I was hurt and frustrated.
Now if you know my husband at all, you know that he says few words and sincerely means every one of them. He is an excellent teacher and coach because he means every word that he says-
No broken promises,
Nothing extra- Just the bones.
Well, when you are a sensitive woman, looking for a hug and some attention, a man of few words can be quite the parade-rainer. He kissed me on the forehead and said he loved me.
That was it.
Can you believe it? He didn’t pat the seat next to him, tell me to sit down, put his arm around me, or even ask if I’d like to talk about what was bothering me.
He’s a man.
Well, that only irritated me more. In my frustation, I figured that since he was the one that had caused me to feel the way I did, the least he could do was to fix it. So I asked him why he didn’t have anything else to say.
He kissed my forehead again and said, “I already told you… I love you. I didn’t do that to hurt you.”
I walked into the bathroom and muttered, “That’s great, but love’s not a band-aid.”
In my mind, I never doubted that he loved me- I never have. Not since the first day he told me- on Valentine’s Day, 2006. That was not the issue at hand.

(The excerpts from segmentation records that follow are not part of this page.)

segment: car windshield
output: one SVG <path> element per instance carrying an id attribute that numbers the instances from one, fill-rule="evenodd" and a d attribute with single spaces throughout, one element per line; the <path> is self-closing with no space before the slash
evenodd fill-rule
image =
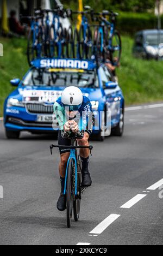
<path id="1" fill-rule="evenodd" d="M 163 34 L 148 34 L 145 37 L 146 44 L 148 45 L 157 45 L 163 43 Z"/>
<path id="2" fill-rule="evenodd" d="M 94 71 L 52 68 L 33 68 L 23 80 L 24 86 L 98 87 Z"/>

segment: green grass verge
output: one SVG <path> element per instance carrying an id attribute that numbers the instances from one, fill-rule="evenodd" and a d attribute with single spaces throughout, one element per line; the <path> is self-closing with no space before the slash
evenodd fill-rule
<path id="1" fill-rule="evenodd" d="M 136 58 L 132 55 L 133 40 L 122 37 L 120 85 L 127 105 L 163 100 L 163 62 Z"/>
<path id="2" fill-rule="evenodd" d="M 3 45 L 3 57 L 0 57 L 0 116 L 3 115 L 4 100 L 14 90 L 10 84 L 13 78 L 22 79 L 28 70 L 26 52 L 27 40 L 19 38 L 0 38 Z"/>
<path id="3" fill-rule="evenodd" d="M 163 100 L 163 62 L 134 58 L 133 40 L 122 36 L 121 66 L 117 69 L 119 82 L 126 105 Z M 24 39 L 0 38 L 4 56 L 0 57 L 0 116 L 5 98 L 14 90 L 9 81 L 22 79 L 29 68 Z"/>

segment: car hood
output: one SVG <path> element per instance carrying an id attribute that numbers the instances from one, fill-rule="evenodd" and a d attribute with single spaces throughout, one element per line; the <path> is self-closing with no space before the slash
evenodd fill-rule
<path id="1" fill-rule="evenodd" d="M 65 87 L 19 87 L 9 96 L 24 102 L 36 101 L 48 104 L 54 103 L 61 96 Z M 80 88 L 83 95 L 88 97 L 90 100 L 98 100 L 102 98 L 102 93 L 99 88 Z"/>

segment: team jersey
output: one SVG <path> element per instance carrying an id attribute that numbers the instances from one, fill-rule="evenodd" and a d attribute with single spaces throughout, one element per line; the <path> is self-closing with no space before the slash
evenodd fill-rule
<path id="1" fill-rule="evenodd" d="M 64 129 L 64 125 L 66 122 L 73 119 L 78 123 L 79 130 L 89 130 L 90 133 L 91 133 L 94 122 L 94 116 L 91 103 L 86 96 L 83 96 L 82 105 L 76 116 L 73 118 L 70 118 L 66 115 L 65 108 L 62 104 L 61 97 L 55 102 L 53 109 L 60 130 Z"/>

The issue was my selfishness.
No sooner had those words popped out of my mouth, than these popped into my mind, “…love covers all things.” Love covers all. Not talking, not working things out, not anything else.
1 Peter 4:8 Above all, keep fervent in your love for one another, because love covers a multitude of sins.
This verse really goes much deeper than hurt feelings- it covers sins even from before salvation that love allows a person to forgive. It also doesn’t imply that “all we need is love.” We need salvation, regeneration- a new heart that grows in grace daily.
But I believe that if love is strong enough to cover multitudes of sin, then quite surely it can cover a hurting heart…
I am thankful for a husband whose love is fervent for me. As it turns out, every now and then, I do need a band-aid.